Paylaş
Kışkırtıcı bir rehberlik.
Yapıtlara bakarken, bilinenin, görünenin çok ötesinde, imge dünyasının bütün zenginliklerini çağrıştırdıklarını göreceksiniz.
Edgü’nün dediği gibi, çalışmaların öyküsü yok, masalı var. Öyküyü anlayabilir, algılayabilirsiniz ama masal sizi bambaşka, büyülü, tılsımlı bir dünyaya götürür.
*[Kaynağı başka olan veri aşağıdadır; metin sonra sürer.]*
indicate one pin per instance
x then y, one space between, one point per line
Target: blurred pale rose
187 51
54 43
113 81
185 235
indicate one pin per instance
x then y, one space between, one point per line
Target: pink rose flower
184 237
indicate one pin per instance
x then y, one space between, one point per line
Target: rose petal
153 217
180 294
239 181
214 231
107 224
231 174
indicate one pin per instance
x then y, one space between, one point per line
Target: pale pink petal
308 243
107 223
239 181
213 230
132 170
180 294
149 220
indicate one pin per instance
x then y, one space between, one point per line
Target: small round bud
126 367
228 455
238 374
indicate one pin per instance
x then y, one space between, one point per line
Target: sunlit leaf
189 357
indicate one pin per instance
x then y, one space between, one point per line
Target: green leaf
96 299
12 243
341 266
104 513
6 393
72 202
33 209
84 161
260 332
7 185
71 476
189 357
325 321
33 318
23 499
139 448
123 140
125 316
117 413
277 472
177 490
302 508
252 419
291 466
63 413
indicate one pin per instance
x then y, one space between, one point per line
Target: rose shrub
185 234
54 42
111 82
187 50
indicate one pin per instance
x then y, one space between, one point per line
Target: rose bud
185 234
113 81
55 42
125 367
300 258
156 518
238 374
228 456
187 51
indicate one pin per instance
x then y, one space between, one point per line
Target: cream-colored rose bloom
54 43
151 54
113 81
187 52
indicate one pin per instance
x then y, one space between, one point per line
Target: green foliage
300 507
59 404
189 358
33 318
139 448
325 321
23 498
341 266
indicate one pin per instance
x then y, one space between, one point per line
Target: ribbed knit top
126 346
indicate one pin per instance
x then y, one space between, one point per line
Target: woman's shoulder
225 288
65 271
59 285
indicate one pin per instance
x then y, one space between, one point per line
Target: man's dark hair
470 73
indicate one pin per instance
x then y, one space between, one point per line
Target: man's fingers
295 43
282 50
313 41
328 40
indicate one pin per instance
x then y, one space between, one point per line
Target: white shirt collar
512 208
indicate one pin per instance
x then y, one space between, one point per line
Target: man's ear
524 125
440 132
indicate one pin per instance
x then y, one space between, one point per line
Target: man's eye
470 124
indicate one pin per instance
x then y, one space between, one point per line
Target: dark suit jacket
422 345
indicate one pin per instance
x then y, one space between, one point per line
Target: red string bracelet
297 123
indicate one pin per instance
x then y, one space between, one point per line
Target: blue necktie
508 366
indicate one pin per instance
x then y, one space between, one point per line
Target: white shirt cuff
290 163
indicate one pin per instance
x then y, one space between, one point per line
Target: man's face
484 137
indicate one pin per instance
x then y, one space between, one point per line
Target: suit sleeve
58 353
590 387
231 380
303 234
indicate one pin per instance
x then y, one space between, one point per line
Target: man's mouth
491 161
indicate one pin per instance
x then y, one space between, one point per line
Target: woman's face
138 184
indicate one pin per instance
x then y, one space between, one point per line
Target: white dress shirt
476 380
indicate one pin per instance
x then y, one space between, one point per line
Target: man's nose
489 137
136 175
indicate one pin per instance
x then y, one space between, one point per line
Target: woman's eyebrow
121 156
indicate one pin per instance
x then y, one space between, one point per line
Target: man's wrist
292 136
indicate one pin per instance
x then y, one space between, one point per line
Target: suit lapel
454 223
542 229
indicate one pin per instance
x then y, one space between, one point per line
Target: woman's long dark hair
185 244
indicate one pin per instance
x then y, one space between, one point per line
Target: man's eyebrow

Selma Gürbüz’ün yapıtları için yazılanlar, saptamalar sizi hem bilgilendiriyor hem de bunları unutup sizin düş gücünüzün genişliğini bir sınav sorusuna dönüştürüyor. Bazı kavramları yeniden düşünme gereği duyuyorsunuz. Bu dünya ile öteleri bir arada nasıl buluşturmuş diye.
Araştırmalar, aramalar, görünenle görünmeyeni bir bileşim içinde birbirine kavuşturmalar. Yapıtlarla ilgili bilgiler, notlar ya da eski deyimle şerhler, yüzyıllar ötesinden bir ustanın çırağına sorduğu bilmeceler sanki. Yanıtını veriyor ama, aldığımız yanıta kanaat getirip imge tembelliğine kapılmamızı da önlüyor.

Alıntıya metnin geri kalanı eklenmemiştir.